CLL is characterized by uncontrolled growth of mature B-cells that accumulate in the blood, bone marrow, lymph nodes and spleen. As CLL cells fill these various organs, they interfere with normal cell functions. Ibrutinib is an oral treatment that inhibits Bruton’s tyrosine kinase (BTK), an enzyme involved in B-cell development that plays a critical role in CLL cell survival.

Prior to the Food and Drug Administration (FDA) approval of ibrutinib for CLL in 2014, chemoimmunotherapy (CIT), typically with fludarabine, cyclophosphamide and rituximab (FCR), was one of the only treatment options available for people with CLL. Chemoimmunotherapy often generates deep responses that last a median of five to six years, but it is associated with significant toxicities. When patients relapse after CIT, their disease becomes more resistant to subsequent treatments, and due to the accumulation of toxicities, many patients are unable to receive further CIT. Given the associated toxicities, the use of CIT is limited in older patients with comorbidities – the cohort that comprises the majority of CLL patients.

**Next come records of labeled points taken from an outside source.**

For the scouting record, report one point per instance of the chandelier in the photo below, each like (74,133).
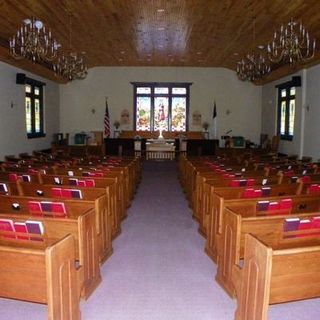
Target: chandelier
(291,44)
(71,66)
(33,41)
(253,67)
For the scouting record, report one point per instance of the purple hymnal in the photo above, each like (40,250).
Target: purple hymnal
(75,193)
(265,191)
(35,227)
(262,205)
(291,224)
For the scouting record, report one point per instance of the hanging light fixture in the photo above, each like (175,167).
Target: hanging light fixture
(71,65)
(33,41)
(291,45)
(254,65)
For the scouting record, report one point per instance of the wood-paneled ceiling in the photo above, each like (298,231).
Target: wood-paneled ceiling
(197,33)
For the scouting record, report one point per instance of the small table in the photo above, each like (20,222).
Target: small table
(160,151)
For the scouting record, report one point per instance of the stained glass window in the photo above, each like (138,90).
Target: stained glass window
(158,90)
(28,115)
(144,90)
(179,91)
(161,106)
(178,116)
(286,115)
(283,118)
(291,116)
(161,116)
(143,113)
(34,108)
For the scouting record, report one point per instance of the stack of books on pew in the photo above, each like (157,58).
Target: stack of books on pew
(292,227)
(28,230)
(47,208)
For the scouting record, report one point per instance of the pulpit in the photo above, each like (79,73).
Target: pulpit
(160,149)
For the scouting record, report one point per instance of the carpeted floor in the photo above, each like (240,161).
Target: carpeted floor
(159,270)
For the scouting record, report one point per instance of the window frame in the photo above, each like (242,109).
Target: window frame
(169,95)
(35,84)
(286,86)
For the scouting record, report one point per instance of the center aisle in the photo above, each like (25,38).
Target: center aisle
(159,269)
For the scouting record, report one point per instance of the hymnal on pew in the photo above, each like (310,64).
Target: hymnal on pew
(6,225)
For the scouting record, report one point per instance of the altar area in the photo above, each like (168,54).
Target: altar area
(160,149)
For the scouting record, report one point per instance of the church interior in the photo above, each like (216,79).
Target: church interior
(159,159)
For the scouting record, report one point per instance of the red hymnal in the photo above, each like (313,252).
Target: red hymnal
(7,225)
(248,193)
(274,205)
(286,204)
(56,192)
(305,179)
(58,207)
(234,183)
(291,224)
(3,188)
(73,182)
(26,178)
(314,188)
(250,182)
(34,206)
(66,193)
(265,191)
(89,183)
(315,222)
(21,227)
(13,177)
(82,183)
(262,205)
(305,224)
(46,206)
(75,193)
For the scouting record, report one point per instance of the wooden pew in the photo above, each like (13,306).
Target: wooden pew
(276,273)
(121,184)
(41,272)
(97,197)
(207,186)
(110,186)
(79,222)
(242,218)
(217,199)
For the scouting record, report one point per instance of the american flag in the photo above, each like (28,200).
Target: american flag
(106,121)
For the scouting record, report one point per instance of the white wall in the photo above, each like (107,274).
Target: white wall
(13,138)
(312,113)
(243,99)
(269,114)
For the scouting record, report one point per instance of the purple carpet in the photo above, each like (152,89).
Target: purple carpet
(159,270)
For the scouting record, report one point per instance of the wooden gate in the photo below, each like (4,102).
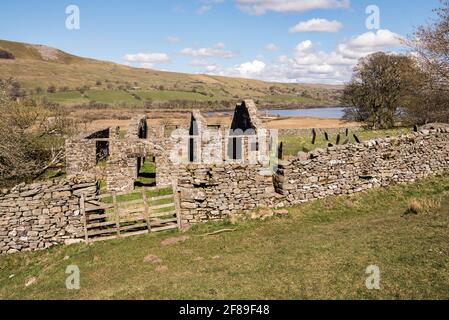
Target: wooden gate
(124,214)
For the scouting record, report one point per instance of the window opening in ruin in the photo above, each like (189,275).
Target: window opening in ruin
(102,151)
(235,148)
(146,176)
(143,131)
(193,133)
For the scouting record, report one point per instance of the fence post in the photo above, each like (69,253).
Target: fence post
(83,212)
(177,198)
(147,209)
(116,213)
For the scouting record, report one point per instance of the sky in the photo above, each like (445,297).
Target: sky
(297,41)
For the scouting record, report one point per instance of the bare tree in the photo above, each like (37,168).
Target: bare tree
(31,138)
(430,44)
(379,89)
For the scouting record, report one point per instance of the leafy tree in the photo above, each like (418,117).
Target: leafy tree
(379,89)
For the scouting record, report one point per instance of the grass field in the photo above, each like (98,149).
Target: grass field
(34,70)
(321,250)
(292,144)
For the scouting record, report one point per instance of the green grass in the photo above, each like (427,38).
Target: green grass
(172,95)
(112,97)
(292,144)
(321,251)
(33,71)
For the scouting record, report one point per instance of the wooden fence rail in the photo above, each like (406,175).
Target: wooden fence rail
(124,214)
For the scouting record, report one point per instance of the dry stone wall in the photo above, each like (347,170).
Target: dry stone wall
(216,191)
(308,132)
(40,215)
(213,192)
(356,167)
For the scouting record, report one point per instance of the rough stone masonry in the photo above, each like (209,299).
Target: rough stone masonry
(40,215)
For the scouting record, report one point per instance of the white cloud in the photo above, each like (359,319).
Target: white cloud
(317,25)
(369,42)
(199,63)
(217,51)
(259,7)
(271,47)
(172,39)
(208,5)
(147,60)
(308,64)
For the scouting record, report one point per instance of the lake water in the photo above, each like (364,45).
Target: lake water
(327,113)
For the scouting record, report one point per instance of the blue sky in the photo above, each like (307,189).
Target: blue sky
(247,38)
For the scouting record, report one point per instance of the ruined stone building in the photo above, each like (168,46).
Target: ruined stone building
(194,141)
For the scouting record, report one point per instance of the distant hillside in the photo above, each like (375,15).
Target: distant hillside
(70,80)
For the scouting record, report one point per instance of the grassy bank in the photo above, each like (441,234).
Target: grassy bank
(321,251)
(292,144)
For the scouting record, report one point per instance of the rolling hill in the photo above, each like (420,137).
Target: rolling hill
(70,80)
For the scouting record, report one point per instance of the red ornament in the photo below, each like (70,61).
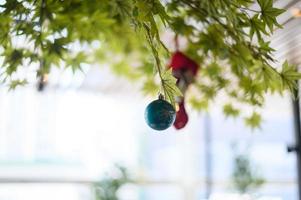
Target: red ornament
(184,69)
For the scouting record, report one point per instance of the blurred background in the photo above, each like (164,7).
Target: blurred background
(83,137)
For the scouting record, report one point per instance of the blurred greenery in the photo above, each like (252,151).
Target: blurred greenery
(227,38)
(107,188)
(244,176)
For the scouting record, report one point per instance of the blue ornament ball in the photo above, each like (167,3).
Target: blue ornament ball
(160,115)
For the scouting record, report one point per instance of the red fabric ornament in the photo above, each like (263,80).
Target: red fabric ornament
(184,69)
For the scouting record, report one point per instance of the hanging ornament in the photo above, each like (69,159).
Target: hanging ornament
(181,117)
(160,114)
(185,70)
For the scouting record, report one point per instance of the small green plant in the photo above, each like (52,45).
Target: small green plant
(244,177)
(107,188)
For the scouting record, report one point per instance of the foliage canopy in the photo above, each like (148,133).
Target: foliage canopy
(226,37)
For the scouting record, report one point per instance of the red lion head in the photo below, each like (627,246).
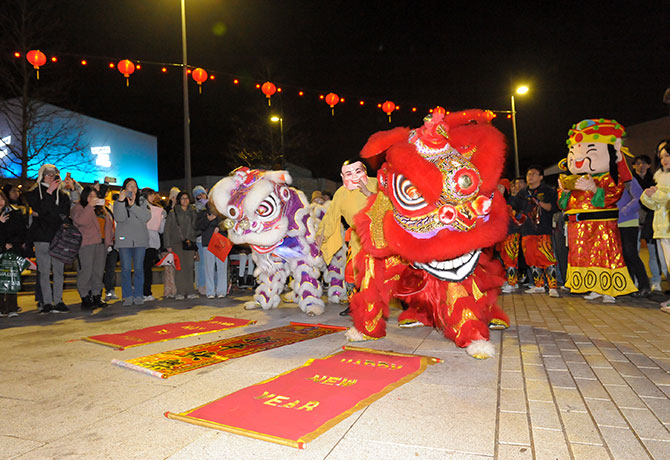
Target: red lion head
(439,185)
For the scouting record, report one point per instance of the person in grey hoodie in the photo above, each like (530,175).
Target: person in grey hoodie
(131,213)
(180,226)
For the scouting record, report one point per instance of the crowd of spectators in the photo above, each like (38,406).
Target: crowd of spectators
(535,251)
(133,226)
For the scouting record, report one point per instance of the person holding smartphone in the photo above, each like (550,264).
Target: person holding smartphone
(50,208)
(96,227)
(131,213)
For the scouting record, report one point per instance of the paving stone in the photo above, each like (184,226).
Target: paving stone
(513,452)
(660,407)
(511,380)
(623,444)
(624,396)
(609,376)
(512,400)
(581,370)
(589,452)
(544,415)
(561,379)
(643,387)
(591,388)
(646,425)
(606,413)
(659,449)
(513,428)
(580,428)
(539,390)
(550,445)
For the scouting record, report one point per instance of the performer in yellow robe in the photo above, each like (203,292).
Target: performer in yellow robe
(348,200)
(589,198)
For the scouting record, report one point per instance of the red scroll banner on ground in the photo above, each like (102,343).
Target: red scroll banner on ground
(297,406)
(173,362)
(167,332)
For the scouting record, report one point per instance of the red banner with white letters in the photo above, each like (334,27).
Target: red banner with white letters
(297,406)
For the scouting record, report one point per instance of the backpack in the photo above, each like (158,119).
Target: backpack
(65,244)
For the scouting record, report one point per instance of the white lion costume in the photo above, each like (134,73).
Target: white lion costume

The phase II study in which Dr. Furman was involved tested ibrutinib as a single agent in over 100 patients – some of whom received no prior therapy, and others who relapsed following initial treatment. Patients received daily oral doses of ibrutinib until their disease progressed or until the presence of side-effects warranted discontinuation of therapy.

Almost 90 percent of all patient participants demonstrated a response to treatment at the five-year mark, and complete remission rates increased over time with ongoing treatment. Ninety-two percent of treatment-naive patients and 44 percent of relapsed/refractory patients remained free of disease progression five years out from the start of treatment.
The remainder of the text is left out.